De plus, l’intervention volontaire de la MAAF ASSURANCES, assureur de la SARL SIITEL OUEST, sera déclarée recevable.
La poursuite des opérations d’expertise se fera donc dans le cadre de l’article 169 du code de procédure civile, le surcoût de cette mesure devant être supporté par la SAS LE BATIMANS qui devra procéder à une consignation complémentaire dans les termes du dispositif ci-dessous.

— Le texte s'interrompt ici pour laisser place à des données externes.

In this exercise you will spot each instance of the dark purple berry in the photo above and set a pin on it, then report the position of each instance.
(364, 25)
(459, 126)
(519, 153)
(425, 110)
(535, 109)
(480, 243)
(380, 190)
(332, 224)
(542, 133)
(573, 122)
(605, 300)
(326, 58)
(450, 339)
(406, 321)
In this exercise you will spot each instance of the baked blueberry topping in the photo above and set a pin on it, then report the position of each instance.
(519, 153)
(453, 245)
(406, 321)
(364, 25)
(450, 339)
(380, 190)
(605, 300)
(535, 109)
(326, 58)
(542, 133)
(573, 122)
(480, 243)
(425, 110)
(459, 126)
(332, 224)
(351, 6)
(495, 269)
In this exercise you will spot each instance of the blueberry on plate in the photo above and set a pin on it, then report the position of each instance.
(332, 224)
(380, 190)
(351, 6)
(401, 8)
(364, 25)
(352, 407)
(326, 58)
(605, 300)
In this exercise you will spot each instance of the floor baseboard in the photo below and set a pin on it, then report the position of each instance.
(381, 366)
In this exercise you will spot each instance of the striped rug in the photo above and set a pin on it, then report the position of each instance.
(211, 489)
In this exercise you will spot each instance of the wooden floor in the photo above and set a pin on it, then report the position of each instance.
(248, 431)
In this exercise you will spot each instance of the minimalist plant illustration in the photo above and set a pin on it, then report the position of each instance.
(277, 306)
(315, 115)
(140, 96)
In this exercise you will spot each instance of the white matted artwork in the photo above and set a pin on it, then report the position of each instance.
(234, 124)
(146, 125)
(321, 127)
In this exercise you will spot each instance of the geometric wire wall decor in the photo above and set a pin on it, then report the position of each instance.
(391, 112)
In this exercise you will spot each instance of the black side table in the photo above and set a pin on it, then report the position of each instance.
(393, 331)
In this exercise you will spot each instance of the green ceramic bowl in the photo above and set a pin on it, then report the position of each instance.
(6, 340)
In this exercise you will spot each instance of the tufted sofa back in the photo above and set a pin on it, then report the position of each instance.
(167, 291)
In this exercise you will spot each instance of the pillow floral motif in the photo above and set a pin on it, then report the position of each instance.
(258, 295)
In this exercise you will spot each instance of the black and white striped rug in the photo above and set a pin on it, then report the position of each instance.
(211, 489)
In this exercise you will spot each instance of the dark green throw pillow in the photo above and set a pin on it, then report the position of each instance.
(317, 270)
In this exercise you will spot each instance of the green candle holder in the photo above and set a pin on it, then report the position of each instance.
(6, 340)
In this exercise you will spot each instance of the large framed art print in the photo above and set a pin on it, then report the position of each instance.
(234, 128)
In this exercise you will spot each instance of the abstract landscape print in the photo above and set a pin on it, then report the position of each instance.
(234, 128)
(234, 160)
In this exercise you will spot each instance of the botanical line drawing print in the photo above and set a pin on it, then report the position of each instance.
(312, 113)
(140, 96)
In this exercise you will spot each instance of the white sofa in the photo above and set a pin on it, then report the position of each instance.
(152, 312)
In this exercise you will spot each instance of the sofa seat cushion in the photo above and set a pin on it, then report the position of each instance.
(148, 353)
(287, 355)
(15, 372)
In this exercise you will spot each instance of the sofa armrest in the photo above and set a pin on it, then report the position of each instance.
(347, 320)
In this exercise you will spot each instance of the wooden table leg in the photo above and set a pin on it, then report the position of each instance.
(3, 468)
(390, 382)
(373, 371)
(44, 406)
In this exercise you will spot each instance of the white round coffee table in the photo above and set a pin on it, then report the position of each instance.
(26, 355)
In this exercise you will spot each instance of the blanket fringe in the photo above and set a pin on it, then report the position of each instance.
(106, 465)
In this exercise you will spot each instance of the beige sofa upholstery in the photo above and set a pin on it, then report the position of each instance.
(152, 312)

Les dépens doivent demeurer à la charge de la SAS LE BATIMANS, la mesure étant sollicitée à sa demande et dans son intérêt, sur le fondement de l’article 145 du code de procédure civile.
PAR CES MOTIFS
Le juge des référés, statuant publiquement, par ordonnance contradictoire et en premier ressort :
DÉCLARE recevable l’intervention volontaire de la société MAAF ASSURANCES en sa qualité d’assureur de la société SIITEL OUEST ;
DIT que les dispositions de l’ordonnance rendue le 15 mars 2024 (RG : 23/453) sont communes et opposables à la SA SCETEC, la SARL SIITEL OUEST et la société MAAF ASSURANCES, qui participeront de ce fait à l’expertise et seront en mesure d’y faire valoir leurs droits, le cas échéant ;
DIT que l’expert commis voit sa mission étendue pour inclure la SA SCETEC, la SARL SIITEL OUEST et la société MAAF ASSURANCES parmi les parties à l’expertise diligentée, et qu’il devra les appeler à participer aux opérations d’expertise dès réception de la présente ordonnance ;
DIT que la SAS LE BATIMANS devra consigner la somme de DEUX MILLE EUROS (2.000 €) au titre de la provision complémentaire nécessaire à la poursuite des opérations d’expertise ainsi étendues, laquelle somme devra être versée entre les mains du régisseur d’avances et de recettes du greffe dans le délai de deux mois à compter de la présente ordonnance ;
DIT que faute de consignation dans le délai susvisé, les opérations d’expertise devront se poursuivre sans tenir compte de la présente extension ;
DIT que l’expert devra, dans un délai d’un mois à compter du versement de la provision complémentaire ordonnée par la présente décision :
1°) fixer une date limite pour des mises en cause éventuelles ultérieures et, en tout état de cause, dans un délai qui ne pourra être supérieur à six mois à compter de la présente ordonnance,
2°) déterminer un calendrier d’exécution des opérations d’expertise restant à effectuer, lequel calendrier comprendra, notamment, une date d’envoi de sa note de synthèse et une date limite pour l’envoi des dires récapitulatifs préalablement au dépôt du rapport définitif;
DIT que le délai de dépôt du rapport définitif est prorogé d’un délai supplémentaire de deux mois ;
RAPPELLE qu’aux termes des dispositions de l’article 169 du code de procédure civile, “L’intervenant est mis en mesure de présenter ses observations sur les opérations auxquelles il a déjà été procédé” ;
RAPPELLE que le magistrat chargé du contrôle des mesures d’instruction est compétent pour statuer sur toute difficulté relative aux opérations d’expertise ;
DIT que le greffe fera parvenir la présente ordonnance à l’expert désigné ;
LAISSE les dépens à la charge de la SAS LE BATIMANS ;
RAPPELLE que :
1) le coût final des opérations d’expertise ne sera déterminé qu’à l’issue de la procédure, même si la présente décision s’est efforcée de fixer le montant de la provision à une valeur aussi proche que possible du coût prévisible de l’expertise ;
2) la partie qui est invitée par cette décision à faire l’avance des honoraires de l’expert n’est pas nécessairement celle qui en supportera la charge finale, à l’issue du procès,
RAPPELLE que la présente décision bénéficie de l’exécution provisoire de droit en application de l’article 514 du code de procédure civile.